Just like what spark has done in the submit client.  
[https://github.com/apache/spark/pull/29533/files] 

 

> ExecutorPodsWatchSnapshotSource: Kubernetes client has been closed
> --
>
> Key: SPARK-33349
> URL: https://issues.apache.org/jira/browse/SPARK-33349
> Project: Spark
>  Issue Type: Bug
>  Components: Kubernetes
>Affects Versions: 3.0.1, 3.0.2, 3.1.0
>Reporter: Nicola Bova
>Priority: Critical
>
> I launch my spark application with the 
> [spark-on-kubernetes-operator|https://github.com/GoogleCloudPlatform/spark-on-k8s-operator]

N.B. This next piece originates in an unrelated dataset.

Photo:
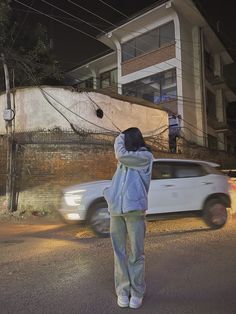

>  with the following yaml file:
> {code:yaml}
> apiVersion: sparkoperator.k8s.io/v1beta2
> kind: SparkApplication
> metadata:
>    name: spark-kafka-streamer-test
>    namespace: kafka2hdfs
> spec: 
>    type: Scala
>    mode: cluster
>    image: /spark:3.0.2-SNAPSHOT-2.12-0.1.0
>    imagePullPolicy: Always
>    timeToLiveSeconds: 259200
>    mainClass: path.to.my.class.KafkaStreamer
>    mainApplicationFile: spark-kafka-streamer_2.12-spark300-assembly.jar
>    sparkVersion: 3.0.1
>    restartPolicy:
>  type: Always
>    sparkConf:
>  "spark.kafka.consumer.cache.capacity": "8192"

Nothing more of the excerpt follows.